Once a student comes to accessibility services they are evaluated on a case-by-case basis and each student’s experience is specifically tailored to their needs. With over 1,000 students and just about 17 staff members to aid this could seem daunting but Baird expressed confidence in the office’s ability to handle the workload. She also said that invisible disabilities outnumber students with physical disabilities at CSUEB.

In addition to setting up physical accommodations for students, they also convert textbooks into various formats while working on various software and programs to access textbooks. Project Impact and College Link are two other programs that are funded through federal grants to provide students with disabilities services beyond what CSUEB can, like providing tutoring the school can’t offer with state money.

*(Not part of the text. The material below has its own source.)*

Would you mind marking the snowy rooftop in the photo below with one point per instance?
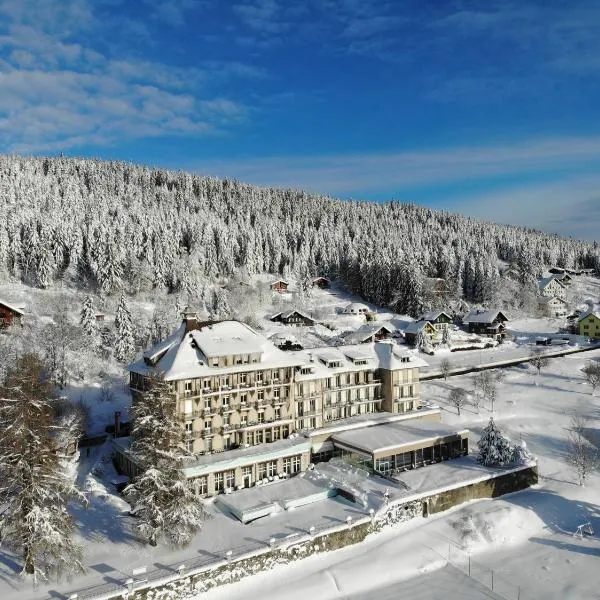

While many people are aware of physical disabilities and how to deal with them, Baird is hopeful that events like these will help students and staff to recognize that an invisible disability requires the same amount of information and understanding as a physical disability.

“We want to be viewed positively by everybody and bring awareness to these issues on our campus,” Baird said. “Some students don’t want the attention. They want to be like everybody else. Students have the prerogative to do so.”

Baird is hopeful that raising awareness through events like these will eliminate the misunderstandings and stigmas that surround invisible disabilities; Everett is also hopeful that one day the stigma will go away.

“Somebody asked me once how come I don’t take tests with everybody else in class,” Everett said. “I told him I had anxiety. He said I looked fine and he didn’t think I needed the help. He was wrong.”